1. Field of the Invention
The present invention generally relates to a self-cleaning system for a disk drive recording head, and more particularly, to a cleaning zone having an abrasive surface that is located on the disk surface to mechanically clean the recording head as it passes over the cleaning zone.
2. Description of the Related Art
Computer disk drive technology evolution has focused on improvements in "areal density", that is, the number of bits of information that can be stored in a given space on a magnetic disk. Over the last decade, the majority of progress has been gained through miniaturization of the recording heads and improving the magnetic efficiency of the write/read elements in the heads, and similar improvements in the magnetic and physical properties of the disks.
Disk drives contain a plurality of recording heads that "fly" over rotating disks. The magnetic recording efficiency is a function of many physical characteristics of the heads and disks, the most significant of which is the spacing between the rotating disk surface 4 and the recording head 2 "pole" elements 6 as shown in FIG. 1. The most straightforward method for manufacturers to improve areal density has been to reduce the spacing between the head 2 and disk 4, without sacrificing the long term reliability of the disk drive.
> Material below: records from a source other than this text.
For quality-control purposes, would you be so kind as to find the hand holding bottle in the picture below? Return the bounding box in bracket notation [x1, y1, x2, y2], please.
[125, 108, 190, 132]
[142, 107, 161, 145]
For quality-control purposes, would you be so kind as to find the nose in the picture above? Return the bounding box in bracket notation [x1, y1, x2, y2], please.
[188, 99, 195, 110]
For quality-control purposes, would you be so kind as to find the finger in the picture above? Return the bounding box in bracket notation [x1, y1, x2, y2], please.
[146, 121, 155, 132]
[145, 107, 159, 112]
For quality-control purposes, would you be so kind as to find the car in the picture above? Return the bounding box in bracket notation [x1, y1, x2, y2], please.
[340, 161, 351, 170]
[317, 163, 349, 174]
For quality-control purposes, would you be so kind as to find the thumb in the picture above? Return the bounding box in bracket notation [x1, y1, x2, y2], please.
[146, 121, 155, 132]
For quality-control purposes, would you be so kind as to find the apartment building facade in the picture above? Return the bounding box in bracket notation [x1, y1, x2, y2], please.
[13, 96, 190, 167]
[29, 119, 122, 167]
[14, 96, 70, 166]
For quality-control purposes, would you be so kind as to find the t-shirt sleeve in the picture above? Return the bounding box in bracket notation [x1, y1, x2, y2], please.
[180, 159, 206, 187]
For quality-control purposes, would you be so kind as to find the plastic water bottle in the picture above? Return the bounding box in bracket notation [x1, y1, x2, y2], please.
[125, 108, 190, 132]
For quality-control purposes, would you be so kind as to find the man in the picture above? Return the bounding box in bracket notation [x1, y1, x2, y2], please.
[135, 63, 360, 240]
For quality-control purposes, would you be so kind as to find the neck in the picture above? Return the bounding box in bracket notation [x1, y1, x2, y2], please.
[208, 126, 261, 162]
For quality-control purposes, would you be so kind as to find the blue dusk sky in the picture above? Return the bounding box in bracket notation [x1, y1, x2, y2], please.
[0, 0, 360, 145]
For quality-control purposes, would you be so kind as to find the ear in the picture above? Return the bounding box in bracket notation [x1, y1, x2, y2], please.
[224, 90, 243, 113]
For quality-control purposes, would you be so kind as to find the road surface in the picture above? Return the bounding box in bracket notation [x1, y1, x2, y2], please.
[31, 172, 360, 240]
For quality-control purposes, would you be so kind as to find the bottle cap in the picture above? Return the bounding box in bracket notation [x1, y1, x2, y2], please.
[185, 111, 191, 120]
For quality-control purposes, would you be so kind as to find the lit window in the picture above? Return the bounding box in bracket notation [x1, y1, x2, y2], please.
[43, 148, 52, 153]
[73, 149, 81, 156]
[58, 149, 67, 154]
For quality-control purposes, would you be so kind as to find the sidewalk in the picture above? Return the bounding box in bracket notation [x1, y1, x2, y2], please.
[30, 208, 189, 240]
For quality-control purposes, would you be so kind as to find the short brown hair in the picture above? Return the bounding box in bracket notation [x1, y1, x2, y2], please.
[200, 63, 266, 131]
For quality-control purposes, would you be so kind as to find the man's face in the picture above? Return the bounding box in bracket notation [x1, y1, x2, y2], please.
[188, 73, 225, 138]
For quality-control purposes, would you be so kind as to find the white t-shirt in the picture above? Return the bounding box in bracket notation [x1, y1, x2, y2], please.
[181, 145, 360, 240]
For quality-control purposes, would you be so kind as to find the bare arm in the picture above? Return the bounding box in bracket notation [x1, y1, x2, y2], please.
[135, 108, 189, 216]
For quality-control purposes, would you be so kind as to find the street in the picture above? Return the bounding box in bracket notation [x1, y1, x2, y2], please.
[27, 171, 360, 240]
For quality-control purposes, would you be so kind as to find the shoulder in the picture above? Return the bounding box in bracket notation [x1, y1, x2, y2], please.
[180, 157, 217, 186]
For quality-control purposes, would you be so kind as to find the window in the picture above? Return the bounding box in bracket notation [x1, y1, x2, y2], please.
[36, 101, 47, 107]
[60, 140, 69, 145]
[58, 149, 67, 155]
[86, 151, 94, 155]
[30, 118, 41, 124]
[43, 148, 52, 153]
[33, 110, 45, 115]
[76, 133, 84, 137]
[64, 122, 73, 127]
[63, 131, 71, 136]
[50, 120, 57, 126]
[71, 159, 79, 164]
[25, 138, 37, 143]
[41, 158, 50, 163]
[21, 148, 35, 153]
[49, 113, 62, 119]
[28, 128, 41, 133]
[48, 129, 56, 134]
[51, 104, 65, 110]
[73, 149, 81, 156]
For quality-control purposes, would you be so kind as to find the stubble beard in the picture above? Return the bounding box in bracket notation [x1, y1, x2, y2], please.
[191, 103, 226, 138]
Across the previous disk drive industry product offerings, head-disk spacing had steadily decreased from several micro-inches to less than two micro-inches, until there came a point that further increases in areal density required the head to essentially touch the disk during flying. A new class of so-called "pseudo-contact" heads were developed in which the rear portion of the head, where the transducer poles 6 are located, is in constant contact with the disk surface. Various design characteristics were developed to minimize friction and wear between the disk and head, and such "pseudo-contact" designs have proven to be as reliable over the long-term as the non-contact designs.
A problem arises, however, when foreign material or particles come between the head poles and the disk surface, causing a "spacing loss" that affects the magnetic recording process. The types and sources of the foreign material are numerous, including; particles generated by mechanical motion of components inside the drive, contamination introduced at the time of manufacture, and build-up of excessive lubricant from the disk surface onto the poles of the head. The build-up of contaminants can temporarily increase the spacing between the disk and the recording head, degrading the disk drive performance. Another disadvantage is that contaminants may fall from the recording head during the stop cycles, creating enough friction between the head, the disk and the contaminants that a disk drive motor can no longer move the recording head at the commencement of the start cycle.
Great care is taken to remove sources of contamination during assembly, and in the design and fabrication of components used inside the drive to reduce potential sources of particulate generation. But no volume manufacturing operation can produce completely contamination-free product, and the migration to pseudo-contact recording has significantly increased sensitivity to contamination.
In light of the foregoing, there exists a need for a system and method for periodically cleaning a recording head as passes over the surface of the magnetic disk, without materially degrading the performance of the disk drive.